Saudi Basic Industries Corporation (Sabic) plans to use a newly acquired technology license to build a chemicals plant based on renewable feedstocks, which will be the first of its kind in the region.

In a 29 August statement, Sabic said that it had agreed license agreements with German engineering firm Lurgi, which will give it access to the company’s oleochemicals production technology.

Oleochemicals are made from either plant oil or animal fat and are predominately used to make biofuels. They also have applications in lubricants and plastics production along with cleaning, health and beauty products.

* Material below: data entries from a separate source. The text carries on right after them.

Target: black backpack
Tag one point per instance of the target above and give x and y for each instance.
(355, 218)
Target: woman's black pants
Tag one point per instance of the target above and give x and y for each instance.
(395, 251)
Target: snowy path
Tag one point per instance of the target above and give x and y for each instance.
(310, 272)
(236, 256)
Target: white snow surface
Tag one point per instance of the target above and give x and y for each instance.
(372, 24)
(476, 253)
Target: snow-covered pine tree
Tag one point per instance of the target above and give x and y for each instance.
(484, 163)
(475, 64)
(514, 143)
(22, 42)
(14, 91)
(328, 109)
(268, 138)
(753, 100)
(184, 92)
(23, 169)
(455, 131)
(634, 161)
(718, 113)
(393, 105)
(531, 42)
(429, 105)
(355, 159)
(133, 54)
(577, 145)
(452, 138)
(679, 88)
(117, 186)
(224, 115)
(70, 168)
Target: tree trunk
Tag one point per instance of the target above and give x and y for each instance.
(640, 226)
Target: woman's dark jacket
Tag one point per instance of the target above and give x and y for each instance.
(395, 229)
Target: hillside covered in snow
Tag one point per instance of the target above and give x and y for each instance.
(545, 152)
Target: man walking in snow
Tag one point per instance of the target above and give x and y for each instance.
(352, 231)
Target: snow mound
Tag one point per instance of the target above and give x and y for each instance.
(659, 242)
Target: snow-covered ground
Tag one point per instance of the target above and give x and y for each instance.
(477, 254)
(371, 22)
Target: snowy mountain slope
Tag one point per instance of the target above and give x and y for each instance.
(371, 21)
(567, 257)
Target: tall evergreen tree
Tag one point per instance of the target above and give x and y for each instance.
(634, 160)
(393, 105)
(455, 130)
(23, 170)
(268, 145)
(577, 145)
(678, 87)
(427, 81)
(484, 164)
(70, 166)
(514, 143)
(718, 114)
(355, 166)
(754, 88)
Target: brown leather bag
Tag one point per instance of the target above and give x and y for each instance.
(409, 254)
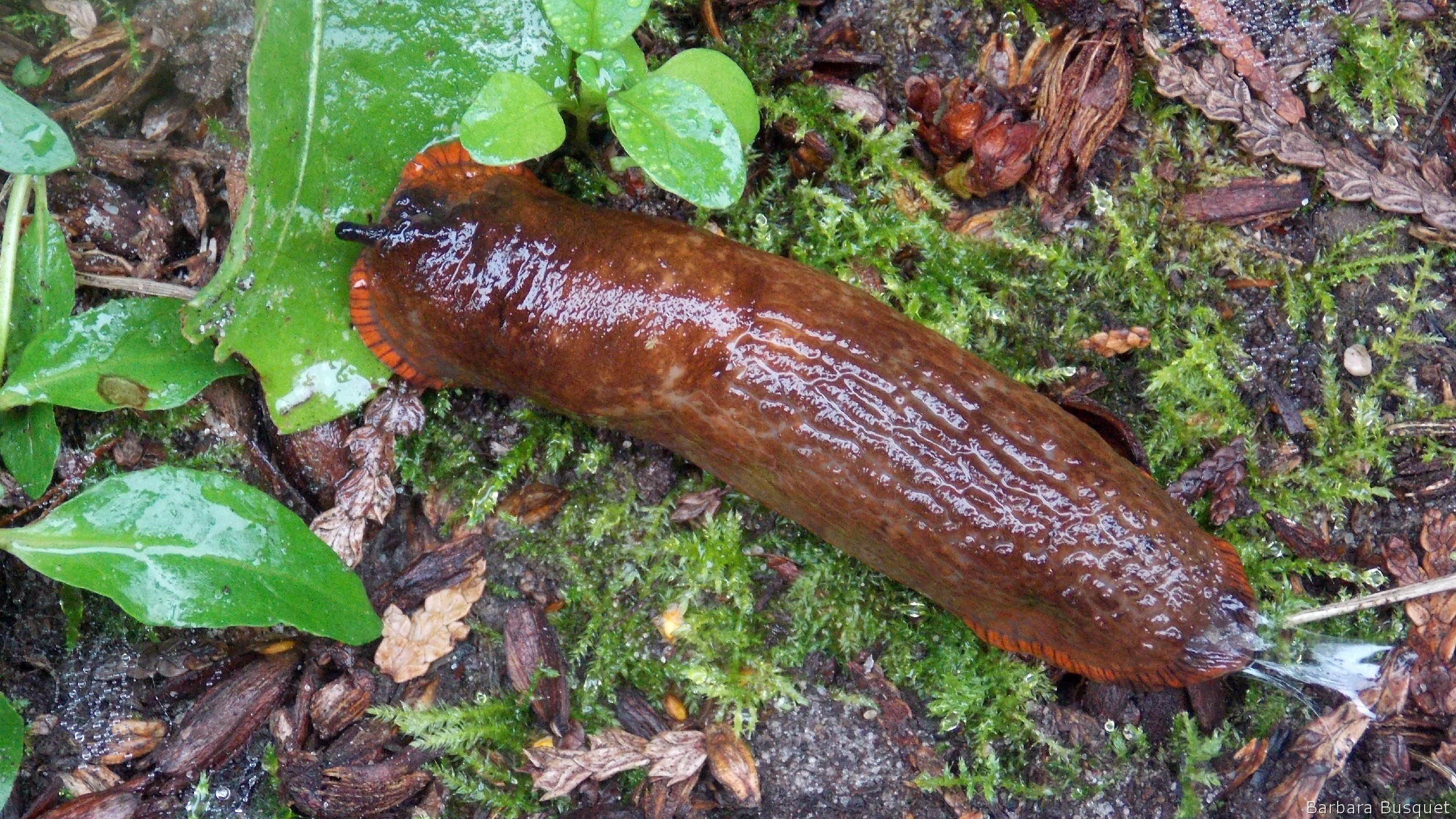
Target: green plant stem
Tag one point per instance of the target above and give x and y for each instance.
(11, 245)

Lurgi’s technology is based on the use of palm kernel oil and coconut oil, Sabic says. The petrochemicals firm plans to build a new plant using the license at the Jubail production complex owned by its affiliate Saudi Kayan Petrochemicals Company. Sabic has scheduled start-up at the plant for the end of 2013.

The new unit will be made up of a natural acid unit, a wax-ester unit, a hydrogenation unit, natural alcohol fractionation and distillation facilities and a glycerine production plant.

The complex will be produce 83,000 tonnes a year (t/y) of natural alcohols for use in household cleaning and laundry products. The alcohols will also be used to make plasticisers, chemicals which make plastics more flexible, lubricants and for the production of cosmetics.  Glycerine produced at the plant will be used in food production as well as cosmetic and pharmaceuticals in the kingdom.

Sabic is the fourth-largest producer of basic plastics in the world, but has been looking for opportunities to move into a more diverse product slate as the world suffers from a glut of polymers and supplies of cheap ethane dry up in the kingdom.